Pas toujours facile, donc, de se repérer dans la société pour les non-binaires. Et au quotidien, ils doivent affronter de nombreuses difficultés. Clichés, regard des autres, aller aux toilettes… autant de barrières que doivent franchir les non-binaires. « Dans les toilettes publiques par exemple, on ne sait pas trop où aller, parce que soit on va chez les hommes et on se sent mal parce qu’on est biologiquement une femme, on se ferait regarder bizarrement, soit on va chez les femmes, et on a l’impression de rejeter qui on est » indique Alex, étudiant en LLCE.  Mais c’est surtout les mentalités qui posent encore problème pour certains non-binaires. « Il y a encore trop de gens fermés d’esprit et de personnes qui ne cherchent pas à comprendre ni à respecter le choix des pronoms, le changement de prénom ou autre. Il faut qu’ils comprennent que ce n’est pas grands choses, pour eux ça ne changera rien du tout à leur vie, et que ça peut rendre une personne heureuse » critique Sasha. Une étroitesse d’esprit qui mène souvent à l’exclusion comme en témoigne Maé, étudiante en sociologie. « Je me suis fait jeter de chez moi avant ma rentrée en fac. J’ai eu des amis qui sont partis ne voulant pas m’accepter ». Et quand ça n’est pas les mots qui blessent… ce sont les coups. « Les non-binaires restent invisibles car aucun ou peu d’aménagements sont fait pour eux. Et ils sont mal vus, souvent ils se font insulter pour le meilleur des cas voire tabasser à mort pour le pire » explique Aurélien.

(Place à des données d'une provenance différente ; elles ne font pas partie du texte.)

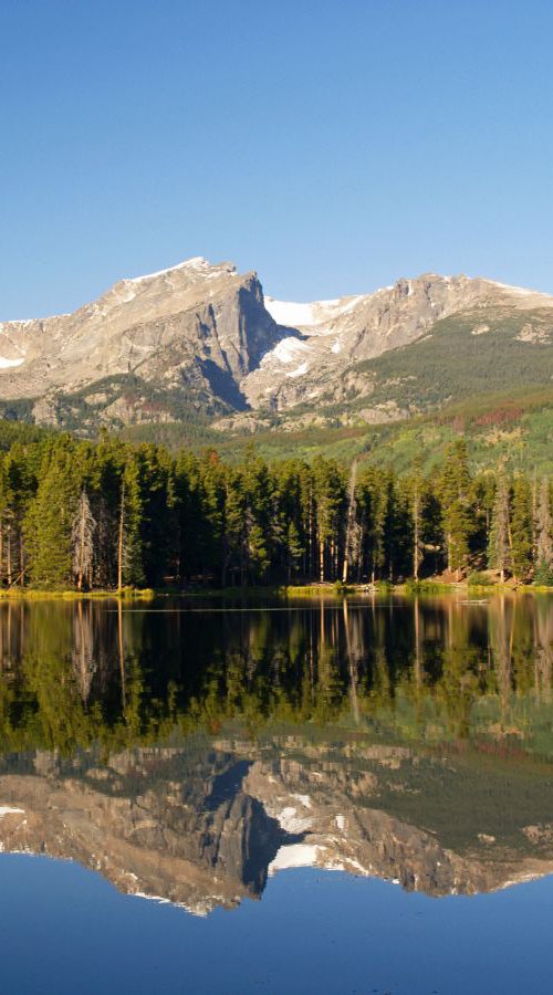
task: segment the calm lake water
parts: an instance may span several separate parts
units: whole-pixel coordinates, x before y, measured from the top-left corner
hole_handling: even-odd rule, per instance
[[[0,604],[2,993],[551,993],[553,598]]]

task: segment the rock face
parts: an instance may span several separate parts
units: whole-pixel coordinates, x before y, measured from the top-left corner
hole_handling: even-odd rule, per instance
[[[241,380],[282,336],[253,273],[191,259],[122,280],[74,314],[0,324],[0,399],[35,399],[46,423],[76,391],[85,416],[122,423],[174,416],[169,399],[240,410]]]
[[[371,381],[355,369],[356,364],[417,342],[437,322],[455,314],[546,308],[553,323],[553,297],[546,294],[436,273],[398,280],[374,294],[313,304],[265,297],[265,306],[276,322],[294,331],[265,354],[241,386],[252,408],[279,411],[302,402],[342,402],[369,394]],[[403,413],[394,412],[395,417]],[[388,417],[383,411],[382,418],[372,420]]]
[[[383,808],[413,792],[419,758],[364,746],[352,766],[294,739],[134,748],[101,766],[94,754],[4,757],[0,847],[79,860],[119,890],[197,914],[259,898],[268,876],[315,866],[380,877],[431,896],[472,894],[551,872],[552,824],[521,825],[513,848],[469,819],[459,852],[436,831]],[[451,776],[449,762],[436,776]],[[390,803],[392,805],[394,802]],[[429,798],[425,819],[432,819]],[[544,802],[543,813],[549,810]],[[470,815],[470,814],[469,814]]]
[[[359,363],[424,339],[451,315],[472,316],[478,343],[489,316],[507,313],[521,318],[519,343],[552,341],[553,297],[488,280],[426,274],[373,294],[291,304],[264,298],[254,273],[190,259],[122,280],[73,314],[1,323],[0,413],[84,432],[98,421],[246,409],[262,423],[299,405],[316,411],[369,398],[373,380]],[[384,398],[365,420],[405,413]]]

« J’aimerais des toilettes publiques neutres »

Si les non-binaires ont du mal à trouver leur place dans la société, ils sont pourtant nombreux à avoir des solutions pour faciliter leur intégration. « J’aimerais qu’il y ait des toilettes publiques neutres » souhaite Alex. Une proposition qui divise au sein des non-binaires. « Pour les lieux genrés comme les toilettes ou les vestiaires, je pense que cela a plus attrait à une réalité biologique qu’au genre ressenti » défend Jay, bigenre. Mais elle veut cependant réformer la langue française. « Il faudrait que l’écriture inclusive soit apprise à l’école de façon systématique ». Les pronoms « il » et « elle » deviendraient alors « iel » par exemple. La question du genre serait avant tout une affaire d’éducation. « Il faut faire davantage de démarches de sensibilisation à propos du genre notamment dans les collèges et lycées » soutient Alex. Une idée partagée par Jay, favorable à une « révolution dans l’enseignement sexuel à l’école ». « C’est gentil d’expliquer aux enfants comment se reproduire mais ça serait sympa de les sensibiliser aux autres formes de sexualité et notamment à la sexualité avec ou entre personnes non-binaires » imagine-t-elle.

Et s’il y a une question qui taraude les non-binaires, c’est bien la question du sexe inscrit sur les papiers administratifs. Homme ? Femme ? Difficile souvent de faire un choix. « Il faudrait une mention « autre » ou « non-binaire » pour les papiers officiels » propose Léa, genderfluid. Quoi qu’il en soit le message est clair, les non-binaires souhaitent simplement s’intégrer dans la société. « On ne demande à personne de nous comprendre ou de créer une nouvelle case spéciale pour nous ranger dans la société, mais on demande l’acceptation, le respect et toute la dignité qu’on nous doit, et d’être entendus et considérés comme des êtres uniques et merveilleux à l’égal de tous les autres êtres humains » conclut Jay.